Quantum Entanglement Phase Transitions and Computational Complexity: Insights from Ising Models

TL;DR

This paper investigates how entanglement transitions in 2D bipartite cluster states relate to measurement-induced phase transitions and their implications for the computational complexity of Ising models, revealing conditions for efficient sampling.

Contribution

It establishes a connection between boundary entanglement transitions and the complexity of sampling and computing the Ising partition function with complex parameters.

Findings

Boundary state can transition from volume-law to area-law entanglement.

Identifies parameter regimes for efficient sampling of 2D quantum states.

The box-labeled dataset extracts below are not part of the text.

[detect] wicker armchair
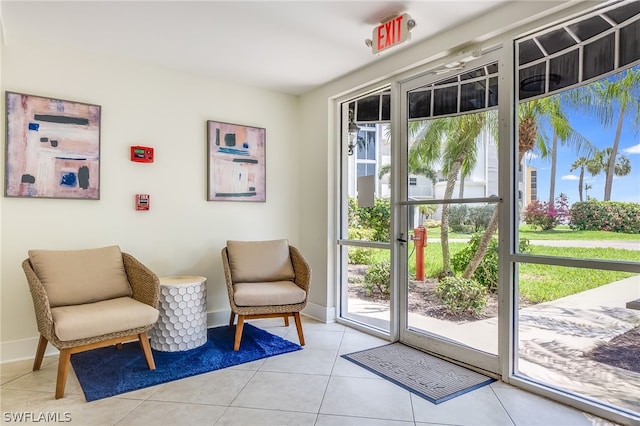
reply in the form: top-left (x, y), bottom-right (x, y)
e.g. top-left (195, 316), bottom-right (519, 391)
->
top-left (22, 246), bottom-right (160, 399)
top-left (221, 240), bottom-right (311, 351)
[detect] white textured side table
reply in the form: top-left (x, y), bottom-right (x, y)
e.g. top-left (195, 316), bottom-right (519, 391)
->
top-left (149, 276), bottom-right (207, 352)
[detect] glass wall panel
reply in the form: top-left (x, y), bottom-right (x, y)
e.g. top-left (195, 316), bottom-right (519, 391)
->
top-left (518, 65), bottom-right (640, 260)
top-left (517, 262), bottom-right (640, 413)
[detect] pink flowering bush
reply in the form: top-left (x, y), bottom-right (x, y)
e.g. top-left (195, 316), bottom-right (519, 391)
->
top-left (524, 194), bottom-right (569, 231)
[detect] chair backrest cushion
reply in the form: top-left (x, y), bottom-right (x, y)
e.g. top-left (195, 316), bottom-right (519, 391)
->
top-left (29, 246), bottom-right (132, 307)
top-left (227, 239), bottom-right (295, 283)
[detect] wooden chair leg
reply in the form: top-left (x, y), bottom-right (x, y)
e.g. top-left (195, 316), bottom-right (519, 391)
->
top-left (33, 334), bottom-right (49, 371)
top-left (56, 349), bottom-right (71, 399)
top-left (138, 331), bottom-right (156, 370)
top-left (293, 312), bottom-right (304, 346)
top-left (233, 315), bottom-right (244, 351)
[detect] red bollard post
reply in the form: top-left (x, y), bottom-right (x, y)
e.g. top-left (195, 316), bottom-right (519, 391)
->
top-left (413, 225), bottom-right (427, 281)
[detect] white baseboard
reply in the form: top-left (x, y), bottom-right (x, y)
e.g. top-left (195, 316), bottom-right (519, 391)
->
top-left (0, 303), bottom-right (336, 364)
top-left (302, 303), bottom-right (336, 324)
top-left (0, 337), bottom-right (59, 364)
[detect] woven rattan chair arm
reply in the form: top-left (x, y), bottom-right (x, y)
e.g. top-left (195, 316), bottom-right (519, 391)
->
top-left (22, 259), bottom-right (55, 341)
top-left (122, 252), bottom-right (160, 308)
top-left (289, 245), bottom-right (311, 294)
top-left (220, 247), bottom-right (237, 310)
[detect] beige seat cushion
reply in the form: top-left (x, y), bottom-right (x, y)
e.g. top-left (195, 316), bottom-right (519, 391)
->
top-left (233, 281), bottom-right (307, 306)
top-left (227, 239), bottom-right (295, 283)
top-left (51, 297), bottom-right (159, 342)
top-left (29, 246), bottom-right (132, 308)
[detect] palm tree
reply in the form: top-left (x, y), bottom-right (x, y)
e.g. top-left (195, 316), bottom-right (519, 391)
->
top-left (409, 113), bottom-right (485, 275)
top-left (462, 98), bottom-right (558, 279)
top-left (586, 146), bottom-right (631, 196)
top-left (583, 66), bottom-right (640, 201)
top-left (539, 90), bottom-right (595, 205)
top-left (569, 157), bottom-right (601, 201)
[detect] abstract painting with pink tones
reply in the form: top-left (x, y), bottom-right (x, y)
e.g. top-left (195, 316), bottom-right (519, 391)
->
top-left (207, 121), bottom-right (266, 201)
top-left (5, 92), bottom-right (101, 200)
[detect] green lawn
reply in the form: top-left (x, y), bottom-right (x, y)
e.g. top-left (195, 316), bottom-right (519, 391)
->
top-left (409, 243), bottom-right (640, 303)
top-left (427, 225), bottom-right (640, 241)
top-left (356, 225), bottom-right (640, 303)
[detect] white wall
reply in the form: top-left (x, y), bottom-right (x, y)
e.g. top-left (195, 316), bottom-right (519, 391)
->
top-left (0, 1), bottom-right (596, 361)
top-left (300, 0), bottom-right (596, 326)
top-left (0, 40), bottom-right (304, 361)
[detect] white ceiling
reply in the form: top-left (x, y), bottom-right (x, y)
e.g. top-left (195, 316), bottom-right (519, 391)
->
top-left (0, 0), bottom-right (510, 94)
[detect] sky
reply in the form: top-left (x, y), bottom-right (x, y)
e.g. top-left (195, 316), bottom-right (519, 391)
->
top-left (527, 67), bottom-right (640, 204)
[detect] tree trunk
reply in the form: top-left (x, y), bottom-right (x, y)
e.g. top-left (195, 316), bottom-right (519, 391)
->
top-left (549, 131), bottom-right (558, 206)
top-left (462, 142), bottom-right (537, 279)
top-left (462, 204), bottom-right (500, 279)
top-left (458, 167), bottom-right (464, 199)
top-left (440, 160), bottom-right (462, 276)
top-left (578, 166), bottom-right (584, 202)
top-left (604, 107), bottom-right (625, 201)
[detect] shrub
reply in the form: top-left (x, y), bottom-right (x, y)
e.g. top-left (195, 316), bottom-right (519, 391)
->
top-left (449, 204), bottom-right (472, 233)
top-left (348, 198), bottom-right (391, 242)
top-left (524, 194), bottom-right (569, 231)
top-left (451, 234), bottom-right (530, 293)
top-left (569, 201), bottom-right (640, 234)
top-left (422, 219), bottom-right (441, 228)
top-left (469, 205), bottom-right (495, 232)
top-left (364, 260), bottom-right (391, 296)
top-left (436, 277), bottom-right (487, 315)
top-left (449, 204), bottom-right (494, 234)
top-left (349, 228), bottom-right (375, 265)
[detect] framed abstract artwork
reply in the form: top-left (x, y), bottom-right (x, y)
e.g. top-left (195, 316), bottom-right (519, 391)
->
top-left (4, 92), bottom-right (101, 200)
top-left (207, 121), bottom-right (266, 202)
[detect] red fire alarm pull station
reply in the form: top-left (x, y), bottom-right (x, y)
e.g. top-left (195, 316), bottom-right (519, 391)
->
top-left (131, 146), bottom-right (153, 163)
top-left (136, 194), bottom-right (149, 210)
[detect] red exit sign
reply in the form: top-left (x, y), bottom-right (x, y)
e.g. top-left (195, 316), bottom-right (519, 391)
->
top-left (371, 13), bottom-right (415, 53)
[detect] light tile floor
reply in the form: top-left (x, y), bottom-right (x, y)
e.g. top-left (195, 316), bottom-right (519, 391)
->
top-left (0, 317), bottom-right (611, 426)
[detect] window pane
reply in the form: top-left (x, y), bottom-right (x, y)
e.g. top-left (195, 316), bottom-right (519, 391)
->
top-left (460, 81), bottom-right (486, 112)
top-left (518, 40), bottom-right (544, 65)
top-left (487, 77), bottom-right (498, 107)
top-left (536, 28), bottom-right (576, 55)
top-left (620, 21), bottom-right (640, 66)
top-left (356, 95), bottom-right (380, 121)
top-left (408, 90), bottom-right (431, 118)
top-left (606, 1), bottom-right (640, 24)
top-left (381, 94), bottom-right (391, 121)
top-left (516, 263), bottom-right (640, 412)
top-left (518, 65), bottom-right (640, 260)
top-left (433, 86), bottom-right (458, 116)
top-left (549, 50), bottom-right (580, 91)
top-left (569, 16), bottom-right (611, 41)
top-left (582, 34), bottom-right (615, 80)
top-left (520, 63), bottom-right (546, 99)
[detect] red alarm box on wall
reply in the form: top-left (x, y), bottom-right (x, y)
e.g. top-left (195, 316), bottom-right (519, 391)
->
top-left (131, 146), bottom-right (153, 163)
top-left (136, 194), bottom-right (150, 210)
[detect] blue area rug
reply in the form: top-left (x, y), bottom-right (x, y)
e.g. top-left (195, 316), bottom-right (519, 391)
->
top-left (342, 343), bottom-right (495, 404)
top-left (71, 323), bottom-right (302, 401)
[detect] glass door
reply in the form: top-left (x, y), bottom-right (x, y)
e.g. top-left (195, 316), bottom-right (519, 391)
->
top-left (338, 88), bottom-right (392, 335)
top-left (399, 52), bottom-right (500, 373)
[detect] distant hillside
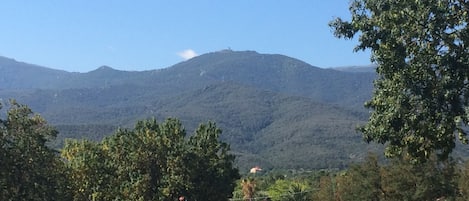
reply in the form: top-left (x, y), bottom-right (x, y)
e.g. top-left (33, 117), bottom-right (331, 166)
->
top-left (331, 65), bottom-right (376, 73)
top-left (0, 51), bottom-right (375, 171)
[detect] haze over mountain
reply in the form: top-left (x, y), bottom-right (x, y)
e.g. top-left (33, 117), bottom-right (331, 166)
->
top-left (0, 50), bottom-right (376, 171)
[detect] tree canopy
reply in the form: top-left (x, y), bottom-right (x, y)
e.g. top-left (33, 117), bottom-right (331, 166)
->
top-left (330, 0), bottom-right (469, 162)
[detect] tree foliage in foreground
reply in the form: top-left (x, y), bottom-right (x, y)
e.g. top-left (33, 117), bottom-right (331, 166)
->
top-left (0, 101), bottom-right (68, 200)
top-left (62, 119), bottom-right (239, 201)
top-left (330, 0), bottom-right (469, 161)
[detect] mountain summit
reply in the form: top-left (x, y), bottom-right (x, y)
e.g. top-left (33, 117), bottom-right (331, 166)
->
top-left (0, 50), bottom-right (375, 168)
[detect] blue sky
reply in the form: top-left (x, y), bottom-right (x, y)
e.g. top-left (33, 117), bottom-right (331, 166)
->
top-left (0, 0), bottom-right (370, 72)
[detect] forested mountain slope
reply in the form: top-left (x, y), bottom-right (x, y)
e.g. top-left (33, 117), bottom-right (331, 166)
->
top-left (0, 50), bottom-right (375, 171)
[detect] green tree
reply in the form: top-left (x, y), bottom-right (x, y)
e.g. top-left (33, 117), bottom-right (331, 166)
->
top-left (185, 122), bottom-right (240, 201)
top-left (381, 156), bottom-right (457, 201)
top-left (0, 100), bottom-right (69, 200)
top-left (337, 155), bottom-right (383, 201)
top-left (330, 0), bottom-right (469, 162)
top-left (61, 140), bottom-right (116, 201)
top-left (62, 119), bottom-right (239, 201)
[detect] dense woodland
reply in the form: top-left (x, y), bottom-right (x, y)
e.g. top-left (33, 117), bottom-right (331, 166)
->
top-left (0, 101), bottom-right (469, 201)
top-left (0, 50), bottom-right (380, 172)
top-left (0, 0), bottom-right (469, 201)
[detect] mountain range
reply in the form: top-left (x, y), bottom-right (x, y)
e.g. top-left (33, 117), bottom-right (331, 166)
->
top-left (0, 50), bottom-right (380, 170)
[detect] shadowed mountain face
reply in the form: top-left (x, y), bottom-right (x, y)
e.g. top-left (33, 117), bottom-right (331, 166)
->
top-left (0, 50), bottom-right (375, 169)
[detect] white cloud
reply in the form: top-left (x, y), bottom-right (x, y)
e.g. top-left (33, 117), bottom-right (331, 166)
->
top-left (178, 49), bottom-right (197, 60)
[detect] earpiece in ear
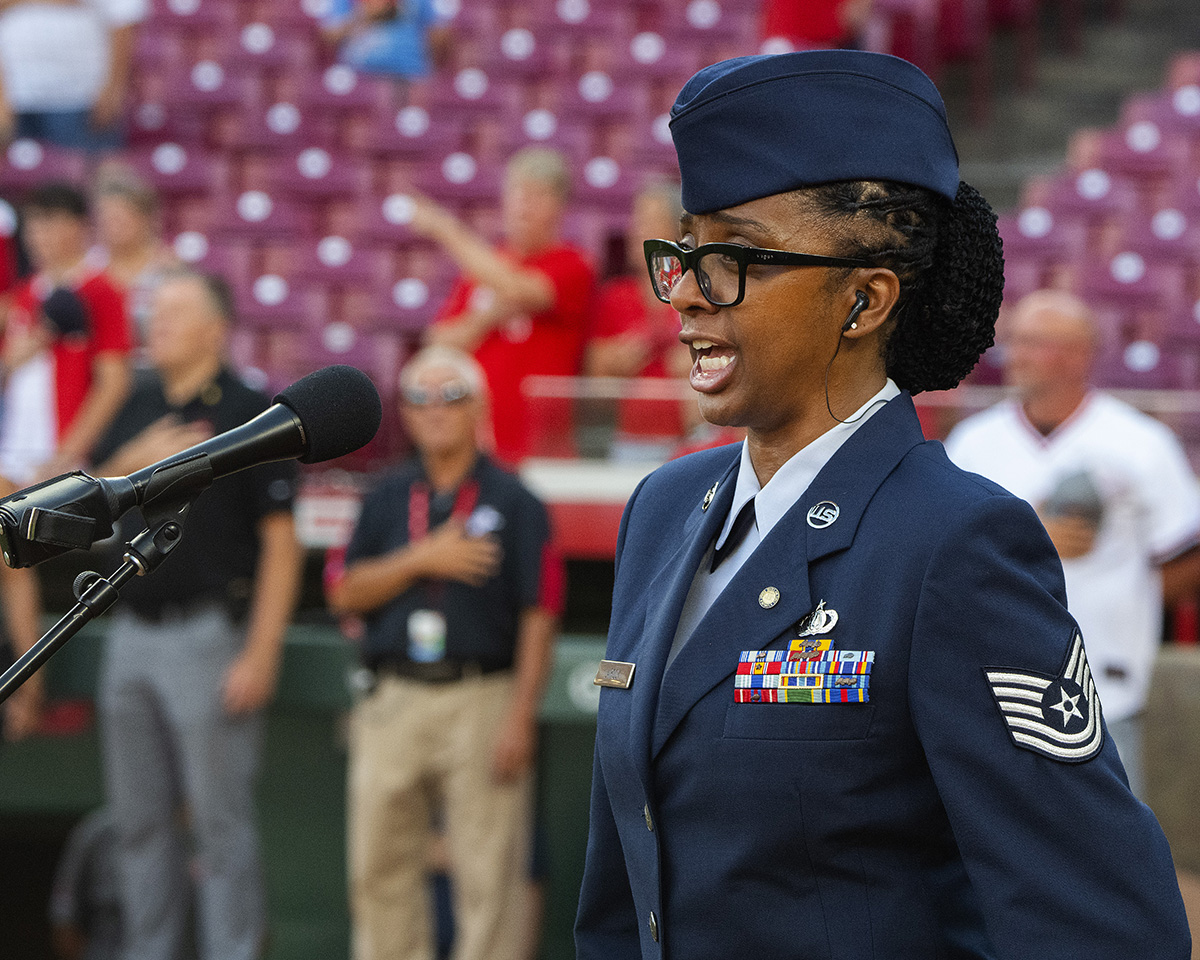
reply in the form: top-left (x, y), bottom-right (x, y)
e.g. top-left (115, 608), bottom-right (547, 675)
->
top-left (841, 290), bottom-right (871, 334)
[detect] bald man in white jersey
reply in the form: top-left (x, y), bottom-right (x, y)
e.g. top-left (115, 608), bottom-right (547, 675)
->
top-left (946, 290), bottom-right (1200, 797)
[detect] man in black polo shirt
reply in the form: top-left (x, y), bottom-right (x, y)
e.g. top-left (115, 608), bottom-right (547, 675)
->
top-left (96, 271), bottom-right (301, 960)
top-left (329, 347), bottom-right (563, 960)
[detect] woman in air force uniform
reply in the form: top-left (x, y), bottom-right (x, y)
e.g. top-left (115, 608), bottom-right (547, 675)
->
top-left (576, 50), bottom-right (1190, 960)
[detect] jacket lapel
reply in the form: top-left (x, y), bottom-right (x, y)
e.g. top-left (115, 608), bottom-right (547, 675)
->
top-left (629, 444), bottom-right (742, 782)
top-left (650, 394), bottom-right (924, 758)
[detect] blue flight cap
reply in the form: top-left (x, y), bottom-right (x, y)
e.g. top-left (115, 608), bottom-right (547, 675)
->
top-left (671, 50), bottom-right (959, 214)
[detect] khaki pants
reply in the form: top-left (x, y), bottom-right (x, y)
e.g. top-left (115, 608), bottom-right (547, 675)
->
top-left (347, 673), bottom-right (533, 960)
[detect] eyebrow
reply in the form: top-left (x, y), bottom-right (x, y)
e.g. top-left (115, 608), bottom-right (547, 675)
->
top-left (679, 210), bottom-right (773, 236)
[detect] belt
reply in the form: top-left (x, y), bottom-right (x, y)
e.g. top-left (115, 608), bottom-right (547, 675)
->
top-left (126, 596), bottom-right (228, 625)
top-left (374, 660), bottom-right (511, 683)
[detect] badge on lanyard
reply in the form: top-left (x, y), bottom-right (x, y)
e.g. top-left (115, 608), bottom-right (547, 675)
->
top-left (408, 610), bottom-right (446, 664)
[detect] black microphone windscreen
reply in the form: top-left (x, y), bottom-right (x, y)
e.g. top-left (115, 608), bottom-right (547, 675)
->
top-left (275, 365), bottom-right (383, 463)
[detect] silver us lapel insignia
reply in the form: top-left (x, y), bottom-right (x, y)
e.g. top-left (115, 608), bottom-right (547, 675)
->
top-left (592, 660), bottom-right (637, 690)
top-left (984, 634), bottom-right (1104, 763)
top-left (796, 600), bottom-right (838, 637)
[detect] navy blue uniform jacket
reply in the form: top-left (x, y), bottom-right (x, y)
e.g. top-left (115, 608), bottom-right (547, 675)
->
top-left (576, 394), bottom-right (1190, 960)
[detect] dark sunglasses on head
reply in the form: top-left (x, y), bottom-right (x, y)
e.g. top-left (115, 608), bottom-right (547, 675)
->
top-left (404, 380), bottom-right (470, 407)
top-left (642, 240), bottom-right (875, 307)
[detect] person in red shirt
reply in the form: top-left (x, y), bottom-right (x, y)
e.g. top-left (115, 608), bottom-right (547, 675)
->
top-left (0, 184), bottom-right (133, 485)
top-left (583, 180), bottom-right (691, 377)
top-left (412, 148), bottom-right (594, 464)
top-left (762, 0), bottom-right (871, 50)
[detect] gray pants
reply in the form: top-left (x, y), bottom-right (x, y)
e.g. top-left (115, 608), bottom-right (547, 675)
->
top-left (1105, 713), bottom-right (1146, 803)
top-left (100, 606), bottom-right (265, 960)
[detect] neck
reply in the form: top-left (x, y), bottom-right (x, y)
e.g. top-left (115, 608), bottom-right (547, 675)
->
top-left (158, 356), bottom-right (221, 407)
top-left (421, 446), bottom-right (475, 493)
top-left (108, 240), bottom-right (158, 274)
top-left (1021, 386), bottom-right (1087, 436)
top-left (42, 251), bottom-right (86, 284)
top-left (746, 373), bottom-right (887, 486)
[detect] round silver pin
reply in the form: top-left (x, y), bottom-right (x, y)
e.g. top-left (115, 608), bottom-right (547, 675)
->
top-left (758, 587), bottom-right (779, 610)
top-left (809, 500), bottom-right (841, 530)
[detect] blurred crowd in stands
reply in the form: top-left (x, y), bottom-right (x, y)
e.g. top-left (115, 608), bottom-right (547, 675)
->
top-left (0, 0), bottom-right (1200, 956)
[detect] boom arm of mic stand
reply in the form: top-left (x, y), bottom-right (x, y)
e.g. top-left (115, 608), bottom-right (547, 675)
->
top-left (0, 487), bottom-right (200, 703)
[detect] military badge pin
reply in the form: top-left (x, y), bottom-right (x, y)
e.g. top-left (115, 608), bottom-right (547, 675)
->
top-left (796, 600), bottom-right (838, 637)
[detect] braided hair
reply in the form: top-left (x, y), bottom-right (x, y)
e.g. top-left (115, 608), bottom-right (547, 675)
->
top-left (802, 180), bottom-right (1004, 394)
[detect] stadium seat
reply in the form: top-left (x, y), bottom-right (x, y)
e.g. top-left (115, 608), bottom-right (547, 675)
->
top-left (1094, 340), bottom-right (1187, 390)
top-left (124, 142), bottom-right (229, 200)
top-left (473, 108), bottom-right (593, 167)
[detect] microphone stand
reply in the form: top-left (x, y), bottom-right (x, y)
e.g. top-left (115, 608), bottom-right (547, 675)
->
top-left (0, 492), bottom-right (199, 703)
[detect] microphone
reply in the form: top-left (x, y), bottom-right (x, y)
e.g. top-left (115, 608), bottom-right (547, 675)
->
top-left (0, 365), bottom-right (383, 566)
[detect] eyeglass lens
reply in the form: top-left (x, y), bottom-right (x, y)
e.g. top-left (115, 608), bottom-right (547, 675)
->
top-left (653, 251), bottom-right (739, 305)
top-left (404, 380), bottom-right (470, 407)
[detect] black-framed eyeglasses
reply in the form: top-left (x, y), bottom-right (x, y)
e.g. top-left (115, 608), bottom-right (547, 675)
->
top-left (403, 380), bottom-right (470, 407)
top-left (642, 240), bottom-right (875, 307)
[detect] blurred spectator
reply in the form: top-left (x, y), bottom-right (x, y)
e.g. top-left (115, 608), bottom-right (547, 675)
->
top-left (0, 184), bottom-right (132, 485)
top-left (946, 290), bottom-right (1200, 796)
top-left (329, 347), bottom-right (564, 960)
top-left (324, 0), bottom-right (450, 91)
top-left (412, 148), bottom-right (593, 463)
top-left (89, 167), bottom-right (179, 342)
top-left (583, 181), bottom-right (691, 377)
top-left (50, 808), bottom-right (121, 960)
top-left (96, 270), bottom-right (301, 960)
top-left (0, 0), bottom-right (149, 150)
top-left (762, 0), bottom-right (872, 52)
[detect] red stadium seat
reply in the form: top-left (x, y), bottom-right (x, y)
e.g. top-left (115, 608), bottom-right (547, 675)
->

Links entanglement transitions to the computational complexity of Ising models.

Abstract

In this paper, we construct 2-dimensional bipartite cluster states and perform single-qubit measurements on the bulk qubits. We explore the entanglement scaling of the unmeasured 1-dimensional boundary state and show that under certain conditions, the boundary state can undergo a volume-law to an area-law entanglement transition driven by variations in the measurement angle. We bridge this boundary state entanglement transition and the measurement-induced phase transition in the non-unitary 1+1-dimensional circuit via the transfer matrix method. We also explore the application of this entanglement transition on the computational complexity problems. Specifically, we establish a relation between the boundary state entanglement transition and the sampling complexity of the bipartite $2$d cluster state, which is directly related to the computational complexity of the corresponding Ising partition function with complex parameters. By examining the boundary state entanglement scaling, we numerically identify the parameter regime for which the $2$d quantum state can be efficiently sampled, which indicates that the Ising partition function can be evaluated efficiently in such a region.